Il rapporto è stato scritto dal Dr. Robert G. Newman, che ha svolto un ruolo importante nella proliferazione dell'accesso al trattamento con metadone a New York sin dagli anni '1970. Riferendosi all'approccio di Hong Kong, si meraviglia del “pragmatismo in azione”, per diversi motivi cruciali.

Il programma di metadone di Hong Kong è gestito dallo stato e le autorità assicurano barriere minime all'accesso alle cure; la fornitura di ricovero e riammissione nello stesso giorno alle cliniche è stata a lungo stabilita come norma a livello cittadino.
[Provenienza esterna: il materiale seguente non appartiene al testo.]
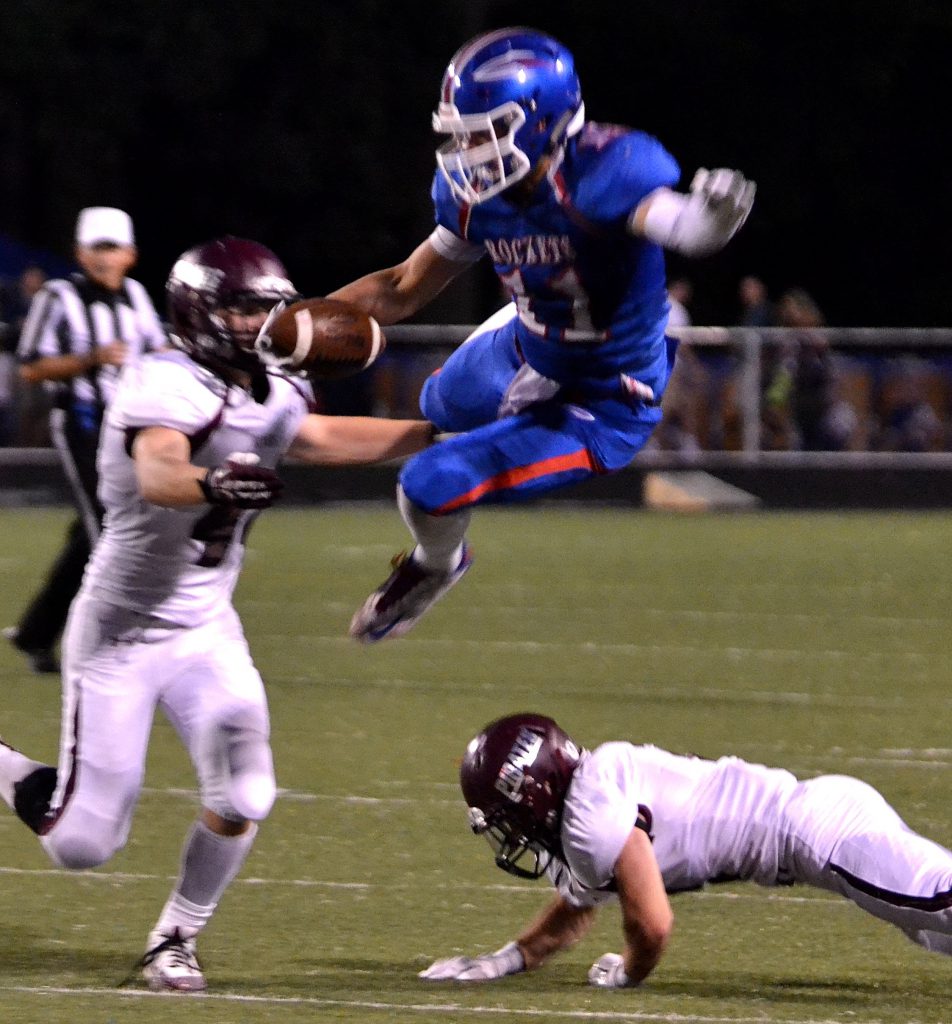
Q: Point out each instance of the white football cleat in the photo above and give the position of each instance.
(170, 964)
(399, 601)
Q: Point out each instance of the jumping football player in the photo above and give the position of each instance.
(187, 460)
(634, 823)
(566, 381)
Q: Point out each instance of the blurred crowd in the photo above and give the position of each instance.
(813, 397)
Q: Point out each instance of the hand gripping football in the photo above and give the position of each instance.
(325, 338)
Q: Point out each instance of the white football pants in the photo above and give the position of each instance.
(119, 666)
(845, 837)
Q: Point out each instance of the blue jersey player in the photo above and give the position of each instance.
(565, 381)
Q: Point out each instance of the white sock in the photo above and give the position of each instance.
(210, 862)
(13, 767)
(439, 539)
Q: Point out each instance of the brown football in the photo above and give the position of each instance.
(326, 338)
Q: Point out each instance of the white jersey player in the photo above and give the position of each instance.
(634, 823)
(187, 459)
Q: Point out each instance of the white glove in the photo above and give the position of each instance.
(728, 195)
(488, 967)
(703, 220)
(608, 972)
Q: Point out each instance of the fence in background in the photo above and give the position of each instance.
(741, 398)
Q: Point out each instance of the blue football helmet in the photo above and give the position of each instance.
(509, 98)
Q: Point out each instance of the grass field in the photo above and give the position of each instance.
(818, 642)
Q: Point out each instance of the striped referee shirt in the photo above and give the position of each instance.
(76, 315)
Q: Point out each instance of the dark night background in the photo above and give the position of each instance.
(307, 126)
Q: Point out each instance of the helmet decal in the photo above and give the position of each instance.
(512, 774)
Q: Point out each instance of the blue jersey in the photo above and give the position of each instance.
(592, 297)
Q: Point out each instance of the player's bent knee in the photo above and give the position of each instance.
(253, 796)
(431, 479)
(246, 787)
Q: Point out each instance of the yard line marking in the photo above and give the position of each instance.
(115, 877)
(679, 614)
(629, 649)
(421, 1008)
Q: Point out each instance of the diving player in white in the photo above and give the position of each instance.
(635, 823)
(186, 461)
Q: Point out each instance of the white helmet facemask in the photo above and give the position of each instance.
(480, 159)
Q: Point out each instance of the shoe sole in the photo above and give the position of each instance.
(403, 624)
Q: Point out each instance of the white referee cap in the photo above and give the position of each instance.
(103, 223)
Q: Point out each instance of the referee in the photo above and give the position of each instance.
(77, 336)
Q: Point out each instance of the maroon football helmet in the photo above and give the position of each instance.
(226, 273)
(515, 776)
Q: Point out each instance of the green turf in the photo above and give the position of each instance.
(819, 642)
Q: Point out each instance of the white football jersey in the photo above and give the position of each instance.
(181, 565)
(707, 819)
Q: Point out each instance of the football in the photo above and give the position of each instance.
(325, 338)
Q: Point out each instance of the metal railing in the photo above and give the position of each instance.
(871, 359)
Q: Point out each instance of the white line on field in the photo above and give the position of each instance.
(629, 649)
(671, 614)
(421, 1008)
(362, 887)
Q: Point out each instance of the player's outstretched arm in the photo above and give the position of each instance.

Inoltre, il programma impiega personale impegnato e impegnato su scala efficace; Le strutture per il trattamento del metadone di Hong Kong sono gestite da volontari addestrati, professori di medicina e una manciata di assistenti sociali, respingendo il consenso prevalente secondo cui il mantenimento del metadone richiede personale altamente addestrato.

I punti di forza del programma sono ancorati alla sua ampia disponibilità e accessibilità, compreso l'accesso quasi 60 ore su 85 alle strutture. Le cliniche sono aperte dalle prime ore del mattino fino a tarda notte e rimangono aperte anche durante le emergenze in tutta la città. Circa il 15% dei pazienti affetti da metadone di Hong Kong vive entro un miglio da una clinica metadonica, mentre quasi l'XNUMX% vive entro XNUMX minuti di viaggio da una clinica.

Fondamentalmente, le autorità non esercitano pressioni sui pazienti affinché interrompano o riducano il loro uso di metadone. In contrasto con molti altri sistemi di trattamento con metadone in altre parti del mondo, il sistema di Hong Kong non mira a “curare” la dipendenza da oppioidi, ma piuttosto sceglie di fornire cure e assistenza continue a coloro che ne hanno bisogno.

Oltre a fornire medicine alle persone, al programma è stato attribuito anche il controllo della diffusione dell'HIV e la riduzione della criminalità. Secondo A Relazione 2009 dall'Ufficio delle Nazioni Unite contro la droga e il crimine, il tasso di HIV tra i partecipanti ai programmi con metadone è compreso tra lo 0.3 e lo 0.4%. Questo rapporto rileva inoltre che circa il 26% di coloro che entrano nel programma avevano precedenti condanne penali, ma solo il 4% è stato condannato per un reato dopo l'iscrizione.

Resta l'incertezza sul fatto che le autorità di Hong Kong possano rispondere in modo altrettanto efficace all'uso problematico di altre droghe, in particolare a fronte di un apparente aumento dell'uso di ketamina e anfetamine. Indipendentemente da ciò, il rapporto del dottor Newman suggerisce che il sistema di trattamento del metadone di Hong Kong ha avuto molto successo e che dovrebbe servire da esempio per altri paesi su come ridurre i danni del consumo problematico di oppioidi in modo compassionevole e basato sull'evidenza.

 

Leggi il rapporto completo qui - Informato a livello globale, reattivo a livello locale: l'approccio di buon senso di Hong Kong all'espansione del trattamento con metadone.